The chaos and devaluations, the austerity programs, the constraints and restrictions imposed on foreign trading, on holiday expenditures, on capital transfers and foreign purchases, etc., experienced in the years before the Eurozone should be recalled before anyone advocates throwing it over in favor of a resuscitation of a multipicity of national currencies in Europe.
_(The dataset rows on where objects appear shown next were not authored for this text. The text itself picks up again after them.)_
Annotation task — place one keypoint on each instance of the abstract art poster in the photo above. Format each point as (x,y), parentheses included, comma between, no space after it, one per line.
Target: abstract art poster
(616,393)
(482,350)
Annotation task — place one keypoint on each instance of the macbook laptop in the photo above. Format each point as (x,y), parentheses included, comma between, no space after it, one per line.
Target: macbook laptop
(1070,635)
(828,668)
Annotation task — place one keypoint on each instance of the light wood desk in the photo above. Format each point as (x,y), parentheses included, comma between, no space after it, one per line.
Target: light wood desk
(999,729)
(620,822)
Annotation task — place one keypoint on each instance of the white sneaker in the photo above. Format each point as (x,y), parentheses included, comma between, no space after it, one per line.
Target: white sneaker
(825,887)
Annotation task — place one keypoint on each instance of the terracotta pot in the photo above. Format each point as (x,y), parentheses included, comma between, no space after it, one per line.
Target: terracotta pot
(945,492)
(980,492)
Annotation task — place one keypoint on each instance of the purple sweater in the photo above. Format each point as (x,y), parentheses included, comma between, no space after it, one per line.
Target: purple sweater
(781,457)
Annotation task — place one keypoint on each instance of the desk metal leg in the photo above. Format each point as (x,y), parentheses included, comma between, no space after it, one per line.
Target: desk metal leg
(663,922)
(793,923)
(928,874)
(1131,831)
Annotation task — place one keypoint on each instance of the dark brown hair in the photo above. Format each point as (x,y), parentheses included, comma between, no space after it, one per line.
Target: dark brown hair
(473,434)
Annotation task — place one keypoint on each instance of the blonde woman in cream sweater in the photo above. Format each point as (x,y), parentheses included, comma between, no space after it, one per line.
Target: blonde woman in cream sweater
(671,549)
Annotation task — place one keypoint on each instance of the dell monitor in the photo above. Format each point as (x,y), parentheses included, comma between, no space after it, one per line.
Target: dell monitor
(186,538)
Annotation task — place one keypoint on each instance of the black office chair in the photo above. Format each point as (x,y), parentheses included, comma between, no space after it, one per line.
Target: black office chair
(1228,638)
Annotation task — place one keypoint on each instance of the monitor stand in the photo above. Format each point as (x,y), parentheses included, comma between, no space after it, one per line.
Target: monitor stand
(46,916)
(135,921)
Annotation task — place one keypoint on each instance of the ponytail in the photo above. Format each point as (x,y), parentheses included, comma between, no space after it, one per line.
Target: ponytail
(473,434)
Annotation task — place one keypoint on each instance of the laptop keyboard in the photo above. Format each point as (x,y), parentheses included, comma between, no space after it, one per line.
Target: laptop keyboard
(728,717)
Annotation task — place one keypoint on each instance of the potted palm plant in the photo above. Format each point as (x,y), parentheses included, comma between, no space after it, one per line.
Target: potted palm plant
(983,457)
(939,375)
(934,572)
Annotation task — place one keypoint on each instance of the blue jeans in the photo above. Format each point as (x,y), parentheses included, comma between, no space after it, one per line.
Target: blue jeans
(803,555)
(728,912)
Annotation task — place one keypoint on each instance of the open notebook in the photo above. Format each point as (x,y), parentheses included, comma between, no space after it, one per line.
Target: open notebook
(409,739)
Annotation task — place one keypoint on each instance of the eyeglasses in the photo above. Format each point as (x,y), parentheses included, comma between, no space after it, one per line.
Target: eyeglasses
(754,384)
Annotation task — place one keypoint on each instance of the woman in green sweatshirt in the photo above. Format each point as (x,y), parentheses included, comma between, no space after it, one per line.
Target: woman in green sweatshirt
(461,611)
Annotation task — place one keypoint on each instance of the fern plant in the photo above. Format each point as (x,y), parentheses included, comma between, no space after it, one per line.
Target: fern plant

Interest rates paid by Greek borrowers are likely to remain high untill lender confidence is restored. Instability and uncertainty raises costs, and certainly some economic activities in Greece will suffer from reductions and redirection of expenditures. But that is to be expected and is required if constructive changes are to be realized. Self-evidently, when necessary confiidence can be won by achieving growth or demonstrating economic flexibility, rather than simply by maintaining austerity cuts, such policies should be vigorously pursued. The two policies are intimately interrelated, but winning investor confidence is vital. Austerity is not an end in itself, it is not necessary when demand is satisfied by increased productivity and lenders have enough confidence to extend indispensible credit. The difficulty is that once credibility is lost, tha the need for lender confidence is immediate and it inevitably takes time before the fruits of economic reform can enhance productivity.
Panayotis 01:19 09 May 10
Rustylink,
You have finally revealed yourself. You are not interested for the wllefare of Greek people but rather the interests of those that benefit from the gang of four the EU, EMU, ECB and the lenders! Greeks are not living beyond their means certainly not those that will end up paying for these policies. As about credibility, the Greek government has a responsibility toward its own people that elect it and not towards well payed EU technocrats and European bans. Your system is entering into a crisis you cannot stop! At the end you will pay for it dearly. As Krugman and many other economists predict and not just myself the restructuring with a serious haircut will not be avoided. Dont cry for me Europe........Start sweating!
Rustylink 09:20 09 May 10
With advice like yours there is little hope for Greece or Greeks. If you don't listren to realistic advice, and persist in indulging in illusions laced with paranoia, you are condemning Greeks and Greece to unmitigated disaster. Attacking the messenger will not change the facts. Judging by the tone your eroneous acusations you feel you have lost the argument.
Panayotis 12:07 10 May 10
Rustylink,
You have no arguments but excuses for the interests you are representing. Thus there is nothing for me to loose. I have stated my case clearly and with powerful economic analysis whic you have no desire to listen, You have not provided any counterpoints but "moralizing" staements against Greeks which must be sacrificed for the interets you are representing. You have insulted Greek people. I hope and fight to have many other Greeks to join the fight and understand that the bottom line is who pays. I say the bankers first, the EU and the ECB next and Greeks should focus to put their house in order by promoting growth and true structural changes. There is no solidarity in Europe but only benefits for those that profit from austerity measures. I believe that soon the Greek people will overthrow theses policies and proceed to restructure the debt with a serious haircut, move to domestic borrowing and if they have to they will reintroduce the drachma. As for your euro start sweating..... Am I the only who says so? Try Krugman, Feldstein, Johnson, Eichengreen, Stiglitz and many more. I am in good company! Who lost the argument?


MK26 12:47 24 Apr 10
The “European Transfer Union” option is highly unlikely to happen, considering the present financial plight of the major rich nations in the Europe. UK is awaiting its elections, and thereby financial reforms, while Germany is already in dire straights. France does not generally initiate such things... the EU will probably drop Greece from the Euro bandwagon and try to rope in Turkey instead.